Женщина сдвинула в сторону очистки сушеной рыбы, взяла с подоконника грязный стакан и плеснула туда горячительного. Выпила залпом.
– Мой отец, – напомнил я.
– Не дрейфь, он не был моим клиентом. Наоборот, хотел одну подружку, из малолеток, на путь истинный наставить. Знал бы он, сколько с ней мужиков к тому времени переспало, понял бы, что да-а-авно опоздал! Они, кобели, как увидят деваху с детским личиком, так чуть сразу из штанов не выпрыгивают. А у Раиски мордашка как у куколки была. Ты сам-то каких барышень предпочитаешь?
– Мы не обо мне сейчас говорим, женщина.
– Ляля меня зовут! – громко напомнила она.
– Хорошо, Ляля, – с ударением на кукольном имени произнес я, уже теряя терпение, – вы хотели рассказать мне о Евгении Зайцеве.
– Склерозом не страдаю! – злобно зыркнула она в мою сторону. – Так вот, к той дурехе два крутых мужичка подъехали. Им Женька где-то дорогу перебежал. Вот и решили они его в обществе голых девиц заснять, компромат состряпать. Пообещали ей хорошие деньги, если порошок в его стакан положит и сообщит потом о выполненной работе. Даже аванс в три штуки баксов отстегнули – денежки по тем временам немалые.
– И она вам все это рассказала?
– Я же говорю – дуреха. Прибежала с пачкой зеленых, а сама вся в слезах. Сначала деньги взяла, а потом испугалась.
– Значит, не совсем дура, – произнес я.
– Была бы умной, не словила бы пулю. Говорила ей: «Беги из города, пока не поздно». А она: «Конкуренции боишься».
– Так что же все-таки произошло? Она ему подсыпала порошок?

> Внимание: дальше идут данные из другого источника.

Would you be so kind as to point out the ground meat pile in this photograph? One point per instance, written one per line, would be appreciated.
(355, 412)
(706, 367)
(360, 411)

– Нет. Я тогда в деньгах шибко нуждалась и на встречу пошла вместо нее. Кстати, формы у нас с Раиской почти одинаковые были. – Дама явно зациклилась на своей былой, но теперь давно пропитой внешности. Ляля снова налила полстакана. – Семен, ты бы хоть для приличия воды себе налил, а то пью одна, как последний алкоголик.
– Меня жажда не мучает.
– Я ведь могу ничего и не рассказывать, парень, – пригрозила собеседница.
– Ладно. Где у вас чистая посуда?
– Глянь в ванной. Может, отыщешь чего.
Среди груды разномастных чашек мне удалось найти одну целую и более-менее чистую. На всякий случай еще ополоснул ее под краном. Когда вернулся, на столе уже стояла бутылка минеральной воды.
– Давай за встречу. – Она подняла стакан.
У меня почему-то сразу пересохло в горле, но пить минералку все равно не стал, лишь пригубил для виду. Пожалуй, впервые за свою недолгую жизнь в обществе женщины я чувствовал себя не в своей тарелке.
– Твоего папашку я нашла в фойе гостиницы. Неподалеку от здания фонда, в котором он работал.
– Вы знали его место работы?
– Конечно, у меня тогда с ним был долгий разговор о жизни. – Она повернулась к подоконнику, чтобы отщипнуть перо от проросшей луковицы, а я в это время из предосторожности вылил воду в цветочный горшок – мало ли какие бациллы остались на этой чашке, а если хозяйка увидит, что не пью, снова начнет вредничать.
– Может, в магазин сбегать колбаски купить?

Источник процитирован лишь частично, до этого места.